I am trying to estimate probabilities of a rare event, say presence of mutated species in a couple of hundred different units of varying population. I need to calculate probabilities of mutation for all units. So if there is a unit with 1000 species where there are 4 mutated individuals, then my probability of presence of mutated species is 4/1000=1/250. But since my event is rare that most of the units would have probability zero. Which does tell me something (it's unlikely) - but really are these zeros equal or can I extract some additional information to distinguish between units?
Consider 2 units - A and B. In A there are 100000 species and no mutants, in B 1000 species and no mutants. My hunch is that in fact one can say that probability of mutation is less likely in A - after all there are more potential mutants there than in B.

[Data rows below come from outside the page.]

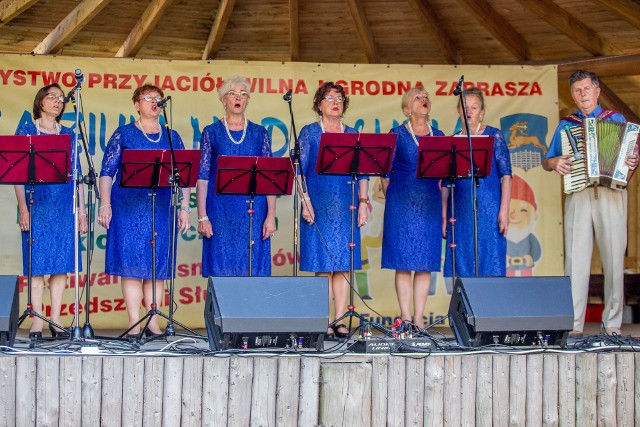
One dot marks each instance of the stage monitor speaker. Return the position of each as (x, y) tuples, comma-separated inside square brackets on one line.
[(511, 311), (263, 312), (8, 309)]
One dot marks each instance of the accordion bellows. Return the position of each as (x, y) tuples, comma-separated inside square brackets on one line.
[(605, 146)]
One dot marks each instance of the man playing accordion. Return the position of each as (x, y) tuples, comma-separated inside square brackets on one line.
[(598, 210)]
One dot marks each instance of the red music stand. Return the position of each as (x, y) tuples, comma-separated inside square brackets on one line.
[(254, 176), (449, 157), (32, 160), (355, 154), (155, 169)]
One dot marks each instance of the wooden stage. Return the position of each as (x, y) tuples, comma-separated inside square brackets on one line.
[(182, 384)]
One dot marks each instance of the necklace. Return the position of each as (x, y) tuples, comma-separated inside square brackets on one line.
[(413, 135), (56, 125), (147, 136), (244, 131)]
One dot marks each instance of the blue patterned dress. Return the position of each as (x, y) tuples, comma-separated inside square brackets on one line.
[(412, 237), (324, 244), (492, 246), (226, 253), (52, 223), (128, 252)]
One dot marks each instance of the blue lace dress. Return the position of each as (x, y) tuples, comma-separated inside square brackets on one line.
[(128, 252), (225, 253), (324, 244), (52, 223), (412, 237), (492, 246)]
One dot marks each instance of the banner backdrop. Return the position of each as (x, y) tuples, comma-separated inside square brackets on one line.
[(522, 101)]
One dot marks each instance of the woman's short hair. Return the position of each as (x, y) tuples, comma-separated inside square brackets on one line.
[(40, 96), (323, 91)]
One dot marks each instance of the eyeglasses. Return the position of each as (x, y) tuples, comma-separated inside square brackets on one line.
[(338, 99), (54, 97), (150, 98), (241, 94)]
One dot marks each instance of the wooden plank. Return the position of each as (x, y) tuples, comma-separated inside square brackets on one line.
[(484, 391), (263, 393), (586, 389), (218, 28), (625, 390), (70, 26), (396, 379), (240, 379), (287, 391), (414, 392), (48, 390), (192, 391), (152, 391), (550, 397), (452, 406), (25, 391), (133, 385), (215, 391), (8, 386), (172, 391), (70, 391), (379, 395), (309, 391)]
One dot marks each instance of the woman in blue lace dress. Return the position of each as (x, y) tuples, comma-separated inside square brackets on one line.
[(493, 196), (52, 222), (412, 239), (223, 219), (126, 212), (325, 229)]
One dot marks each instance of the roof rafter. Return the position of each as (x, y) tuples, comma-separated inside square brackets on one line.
[(70, 26), (499, 27), (431, 24), (145, 25), (364, 32), (218, 28)]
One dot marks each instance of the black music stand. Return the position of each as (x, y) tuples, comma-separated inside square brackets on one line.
[(155, 169), (449, 157), (355, 154), (254, 176), (34, 160)]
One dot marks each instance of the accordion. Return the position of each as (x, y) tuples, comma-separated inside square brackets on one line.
[(599, 150)]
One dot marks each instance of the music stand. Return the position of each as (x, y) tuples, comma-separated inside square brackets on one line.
[(355, 154), (154, 169), (449, 157), (254, 176), (34, 160)]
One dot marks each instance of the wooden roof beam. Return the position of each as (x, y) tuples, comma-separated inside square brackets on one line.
[(145, 25), (364, 32), (70, 26), (570, 26), (499, 27), (432, 25), (218, 28), (294, 35), (9, 9)]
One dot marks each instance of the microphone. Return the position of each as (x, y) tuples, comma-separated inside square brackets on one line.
[(458, 90), (574, 144)]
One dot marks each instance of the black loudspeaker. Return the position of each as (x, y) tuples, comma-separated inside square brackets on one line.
[(8, 309), (511, 311), (263, 312)]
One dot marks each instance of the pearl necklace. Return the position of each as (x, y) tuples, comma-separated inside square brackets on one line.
[(244, 131), (413, 135), (147, 136), (56, 124)]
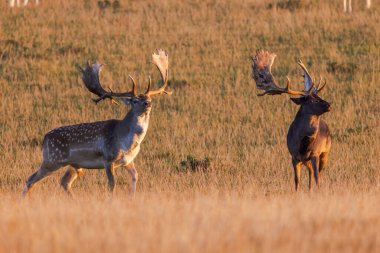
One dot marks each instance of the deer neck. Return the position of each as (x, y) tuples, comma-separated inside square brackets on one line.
[(135, 125)]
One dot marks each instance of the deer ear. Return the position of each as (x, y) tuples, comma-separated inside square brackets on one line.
[(298, 101)]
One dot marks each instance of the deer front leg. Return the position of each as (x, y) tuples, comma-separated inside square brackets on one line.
[(315, 164), (135, 176), (310, 169), (110, 171), (297, 172)]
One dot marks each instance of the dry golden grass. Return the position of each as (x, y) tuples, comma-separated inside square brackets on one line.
[(246, 201)]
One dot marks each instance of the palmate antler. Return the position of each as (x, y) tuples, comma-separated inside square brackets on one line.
[(90, 77), (261, 70)]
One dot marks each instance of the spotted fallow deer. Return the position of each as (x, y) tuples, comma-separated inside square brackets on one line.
[(105, 144), (308, 138)]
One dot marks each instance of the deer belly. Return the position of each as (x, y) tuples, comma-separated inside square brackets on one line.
[(129, 155), (87, 159)]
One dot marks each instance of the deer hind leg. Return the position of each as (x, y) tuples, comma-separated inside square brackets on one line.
[(297, 172), (323, 158), (44, 171), (110, 171), (69, 177), (135, 177), (310, 170)]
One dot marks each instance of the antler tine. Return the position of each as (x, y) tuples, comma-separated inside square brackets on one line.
[(160, 59), (308, 81), (134, 91), (90, 77), (321, 88), (149, 85)]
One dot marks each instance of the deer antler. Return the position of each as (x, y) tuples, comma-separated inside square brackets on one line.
[(261, 70), (160, 59), (90, 77)]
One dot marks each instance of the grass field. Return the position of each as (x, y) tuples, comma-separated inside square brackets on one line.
[(243, 199)]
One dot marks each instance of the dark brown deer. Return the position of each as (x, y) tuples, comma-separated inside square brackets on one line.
[(105, 144), (308, 138)]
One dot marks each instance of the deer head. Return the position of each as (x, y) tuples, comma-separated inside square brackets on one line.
[(140, 103)]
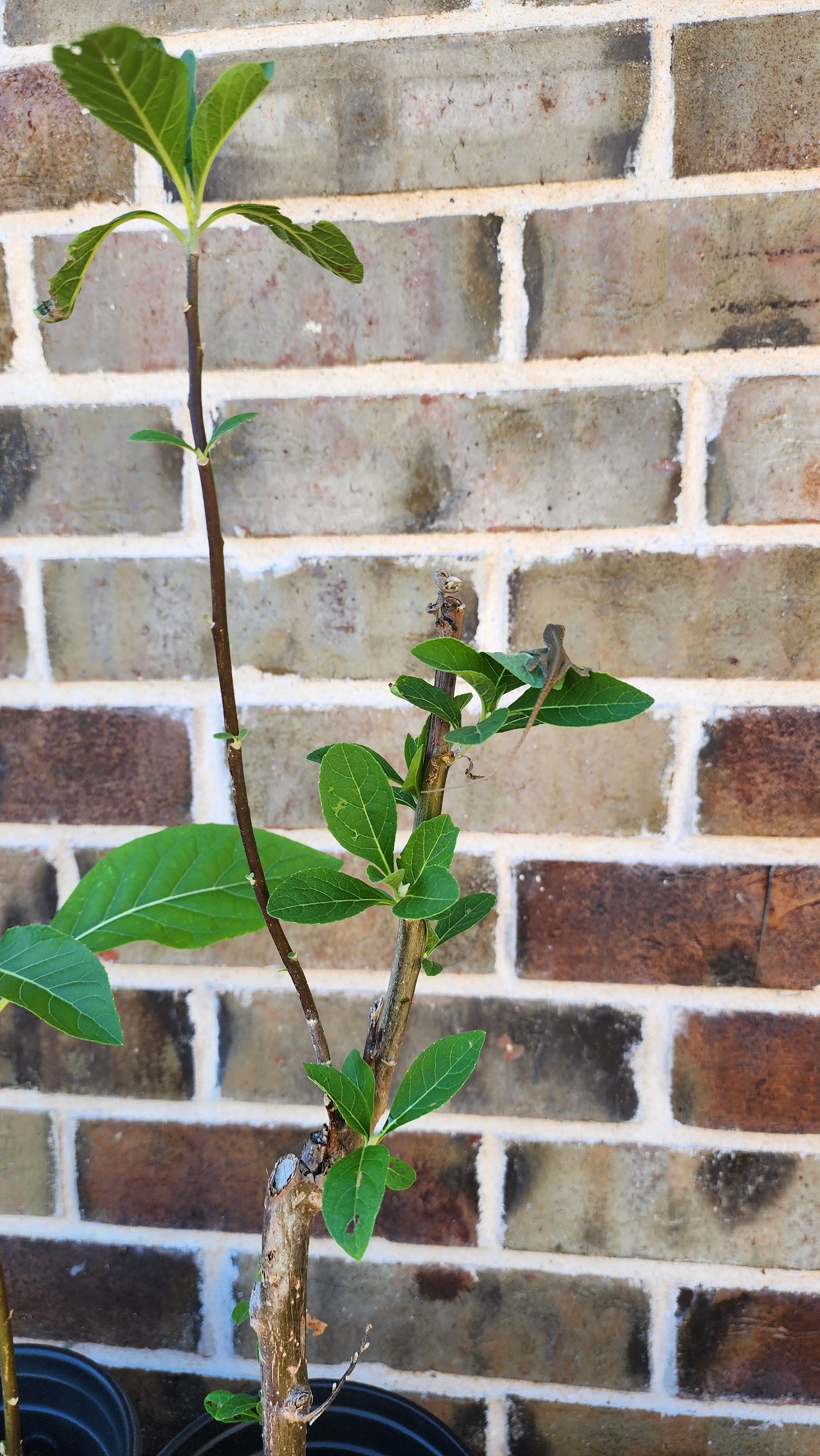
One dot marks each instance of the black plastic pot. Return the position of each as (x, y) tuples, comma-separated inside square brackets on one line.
[(69, 1407), (361, 1421)]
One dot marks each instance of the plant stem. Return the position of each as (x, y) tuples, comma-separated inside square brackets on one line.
[(225, 672), (9, 1375)]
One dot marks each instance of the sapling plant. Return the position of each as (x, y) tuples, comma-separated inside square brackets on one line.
[(196, 884)]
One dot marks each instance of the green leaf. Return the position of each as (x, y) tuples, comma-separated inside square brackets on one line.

How to approach it? My idea is that maybe I could put boundaries somehow. Let's imagine that the next species present in the unit is a mutant. In A_1 we'd have 100001 species, one of which is a mutant and in B_1 we'd have 1001 species, one of which mutanted. So the new probabilities are
P(mutation in A_1)=1/100001
P(mutation in B_1)=1/1001
Is that a reasonable approach? So could I say that the probability is not larger than 1/100001 in A and not larger than 1/1001 in B? Let's take some arbitrary point, say half between zero and the upper boundary and say that out probabilities are 1/200002 and 1/2001 respectively. Or would it make sense to include some other measure?
This sounds like a problem that has been encountered many times before, I'd very much appreciate any hints!